No infinitésimo que o separa da vitória no segundo turno, Lula só tem a insistir, para ganhá-lo, na fidelidade à opção pela mudança


A DIREITA fatura a nossa demissão cívica. Aí estão os votos de Clodovil e Enéas, na seqüência de Maluf, da larga maioria reeleita dos mensaleiros e sanguessugas e da perda de mandato por Biscaia, Paulo Delgado, Greenhalgh ou Delfim Netto, a definir a cara do Poder Legislativo que o Brasil quer.
O país que hesita entre Luiz Inácio Lula da Silva (PT) e Geraldo Alckmin (PSDB) se arrisca a perigosíssima renúncia cívica. Viveu o garrote do álibi moralista do status quo. Assistiu à autodesmoralização do Congresso Nacional, à perpetuação do caixa dois e à alforria ainda da corrupção política generalizada.

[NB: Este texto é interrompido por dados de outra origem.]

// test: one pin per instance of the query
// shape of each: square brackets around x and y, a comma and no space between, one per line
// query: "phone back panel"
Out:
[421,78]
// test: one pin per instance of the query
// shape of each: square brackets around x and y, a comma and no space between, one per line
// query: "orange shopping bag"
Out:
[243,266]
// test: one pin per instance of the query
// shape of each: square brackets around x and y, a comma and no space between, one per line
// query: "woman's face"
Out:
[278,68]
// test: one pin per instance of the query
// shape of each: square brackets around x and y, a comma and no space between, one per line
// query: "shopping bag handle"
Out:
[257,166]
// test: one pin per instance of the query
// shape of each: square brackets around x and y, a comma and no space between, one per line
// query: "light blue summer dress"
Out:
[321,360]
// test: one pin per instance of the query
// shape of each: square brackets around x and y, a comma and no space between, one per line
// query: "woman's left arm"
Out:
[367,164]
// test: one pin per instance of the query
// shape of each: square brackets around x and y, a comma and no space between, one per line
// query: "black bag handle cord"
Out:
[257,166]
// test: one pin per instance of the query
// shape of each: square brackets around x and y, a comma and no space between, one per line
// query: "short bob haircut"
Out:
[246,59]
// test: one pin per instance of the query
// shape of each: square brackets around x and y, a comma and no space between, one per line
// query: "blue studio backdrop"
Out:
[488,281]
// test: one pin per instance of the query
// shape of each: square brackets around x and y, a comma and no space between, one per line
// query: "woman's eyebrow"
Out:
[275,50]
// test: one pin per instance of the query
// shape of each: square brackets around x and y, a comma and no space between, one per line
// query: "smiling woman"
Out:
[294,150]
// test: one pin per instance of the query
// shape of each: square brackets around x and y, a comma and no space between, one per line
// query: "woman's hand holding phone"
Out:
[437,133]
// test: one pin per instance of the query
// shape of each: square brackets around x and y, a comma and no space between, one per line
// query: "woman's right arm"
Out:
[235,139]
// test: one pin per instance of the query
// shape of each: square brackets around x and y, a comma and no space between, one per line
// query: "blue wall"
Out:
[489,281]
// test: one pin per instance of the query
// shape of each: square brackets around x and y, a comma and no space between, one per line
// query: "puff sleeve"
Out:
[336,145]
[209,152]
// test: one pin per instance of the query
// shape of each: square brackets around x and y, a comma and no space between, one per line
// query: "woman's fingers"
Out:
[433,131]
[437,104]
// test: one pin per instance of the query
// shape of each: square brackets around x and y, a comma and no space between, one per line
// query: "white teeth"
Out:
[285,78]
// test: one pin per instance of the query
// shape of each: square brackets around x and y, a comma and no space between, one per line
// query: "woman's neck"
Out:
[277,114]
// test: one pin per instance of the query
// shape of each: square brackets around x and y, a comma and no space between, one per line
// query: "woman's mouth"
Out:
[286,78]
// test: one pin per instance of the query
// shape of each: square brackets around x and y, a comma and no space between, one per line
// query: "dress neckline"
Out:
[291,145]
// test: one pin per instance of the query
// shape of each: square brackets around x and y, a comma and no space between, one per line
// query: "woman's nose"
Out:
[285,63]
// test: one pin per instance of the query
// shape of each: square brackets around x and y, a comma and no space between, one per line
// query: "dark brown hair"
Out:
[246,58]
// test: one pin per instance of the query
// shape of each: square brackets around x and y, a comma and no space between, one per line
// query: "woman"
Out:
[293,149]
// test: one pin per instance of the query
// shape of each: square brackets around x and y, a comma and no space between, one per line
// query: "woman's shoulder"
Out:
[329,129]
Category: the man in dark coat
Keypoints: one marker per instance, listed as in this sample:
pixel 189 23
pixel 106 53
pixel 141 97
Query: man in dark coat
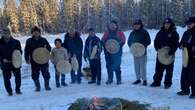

Rachou-se, menos do que por uma fácil geografia regional, pela diferença dos toques de melhoria coletiva do país de fora.
O povo de Lula nele votou tanto quanto o Norte e o Nordeste experimentam hoje a expansão indiscutível de suas economias. E também por serem a área nacional menos exposta à tirania mediática ou do ouvido imposto do país-bem, onde se travestiu o Brasil do status quo. Foi o que se alienou por inteiro do escândalo parlamentar, como também dos seus vingadores, em alarmante insensibilidade nacional.
O mais adiantado dos eleitorados brasileiros é também -para a inquietação que apenas começa- o que indica essa teratologia de escolhas políticas, na tristeza estarrecedora dos mais votados em São Paulo.
Os catastrofistas de plantão estão aí para ver o quanto o termômetro democrático marca, sem quartel, o avanço -ou a regressão- da cultura cívica do país.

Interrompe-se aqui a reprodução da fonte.